Pour sa part, Yves Verneuil, a exploré les réactions et les actions des parents d’élèves et de leurs organisations (Peep et FCPE) dans des établissements de Lyon, Saint-Étienne et Bourg-en-Bresse.
La volonté d’un gestion plus démocratique était au cœur de nombre d’attentes des parties prenantes, parents comme lycéens, qui mettaient de surcroit en avant les conditions matérielles et pédagogiques que souvent ils subissaient.
Les tables rondes ont aussi apporté des compléments précieux aux interventions magistrales, à l’instar de celle du mercredi 31 octobre, où l’on a entendu les témoignages lyonnais de Patrick Bazin (classes préparatoires du lycée du Parc), Suzanne Benoit, professeure au collège Morel) et Jean-François Cullafroz, co-président du Comité de grève des Écoles normales d’instituteurs-trices.
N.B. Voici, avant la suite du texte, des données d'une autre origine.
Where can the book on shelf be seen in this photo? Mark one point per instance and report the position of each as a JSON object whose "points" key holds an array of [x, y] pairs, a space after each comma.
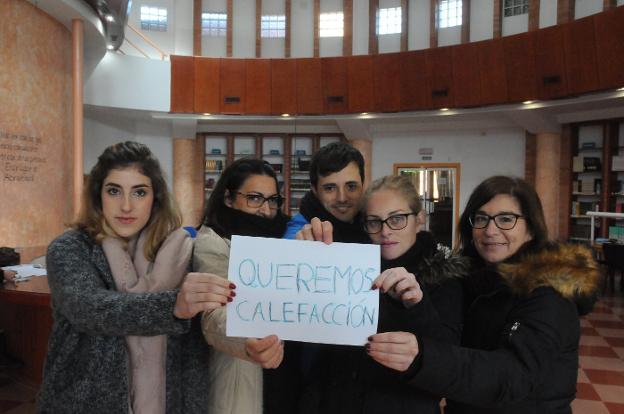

Les chercheurs et enseignants Vincent Porhel et Lilian Mathieu, spécialistes de la période (livre Lyon en luttes dans les années 68) ont déployé une vision propre (rôle de l’éducation dans la construction des engagements militants, et Devenir enseignant des soixante-huitards), Michelle Zancarini Fournel mettant un point d’orgue à ce colloque dont l’intérêt n’était plus à démontrer.